Chuck's post should be the last one on all of these Ping threads. Very well done.

jeffwarne

  • Karma: +0/-0
Re: PGA tour groove rules and Ping Eye2 irons
« Reply #26 on: February 15, 2010, 05:51:52 PM »
Whoa!  Lots of misinformation here.

Let's first hop into the time machine and go back to 1984.  Ping had a new, competely legal, U-groove design in its Eye 2 irons and wedges.  They were a medium-sized hit in the retail market, and they had a modest tour-player staff including Bob Gilder and Ken Green.  While the USGA had looked at, and approved, the original Ping Eye 2, Ping decided on its own to make a minor, conservative-appearing modification to the design; they "radiused" the groove edges, to soften the square grooves a bit.  (Complaints of sharp square grooves shredding soft balatas were common in those days.  Karsten Solheim, sensitive to his retail customers' wishes, sought to alleviate the problem.)

But without intending to do so, Ping had crated a big problem.  The newly "radiused" grooves resulted in an unintended condition -- the space between the grooves was now reduced to illegality under a rather obscure formulation on the part of the USGA.  How the USGA was alerted to this issue is a bit of a mystery to me -- it might be revealed in old court records, I don't know.  (Rumors, not much worth worrying about now, held that other old-school manufacturers like Wilson, Spalding, MacGregor or Hogan had complained.  I have no knowledge to substantiate that.)  

In any case, the USGA felt that it was constrained to enforce its rules.  "Close" is just not acceptable in golf.  Even if, as the USGA suspected, the changed Ping design wasn't a measurable advantage over other designs.  The USGA had its measurements.  The Ping clubs didn't measure up.  Moreover, the USGA contended, if only Ping had submitted samples for apporval, all problems about having put large numbers of the Ping Eye 2's into the retail marketplace could all have been avoided.  Ping made the design change on its own without asking.

Ping had its own arguments.  Ping contended that the only way that the USGA could reach its obscure formulation of an illegality was to have constructed and arbitrary 30 degree angle as a marker from which to meaure groove widths and to achieve any maesurement of what was known as the "land to groove " ratio.

This was the status quo as the two sides faced off in litigation.  Ping felt that it could not back down and leave its thousands of retial buyers of Eye 2's hanging.  The USGA thought that it could be the end of its authority if it lost in litigation over something as basic as golf club regulations.

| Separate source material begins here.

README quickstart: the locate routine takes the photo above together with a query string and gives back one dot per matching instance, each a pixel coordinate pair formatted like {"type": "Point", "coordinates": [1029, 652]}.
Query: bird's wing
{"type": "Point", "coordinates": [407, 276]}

Karsten Solheim had many quirky ideas, about engineering, design, and manufacturing.  He was a genius in many respects.  But one of his quirkiest ideas was who to select as counsel in the Eye 2 litigation.  Karsten selected a personal injury lawyer from Rhode Island, Leonard Decof.  It was (in my personal opinion) a fateful decision.  Decof outraged many from the outset of the Eye 2 litigation.  He named as defendants the individual Executive officers of the USGA, and the R&A.  He had a process server serve a summons and Complaint on Michael Bonalleck at a Walker Cup dinner in the United States.  The Executives feared for their personal assets, as Ping alleged treble damages (millions, is what Ping claimed) under the Sherman Anti-Trust Act.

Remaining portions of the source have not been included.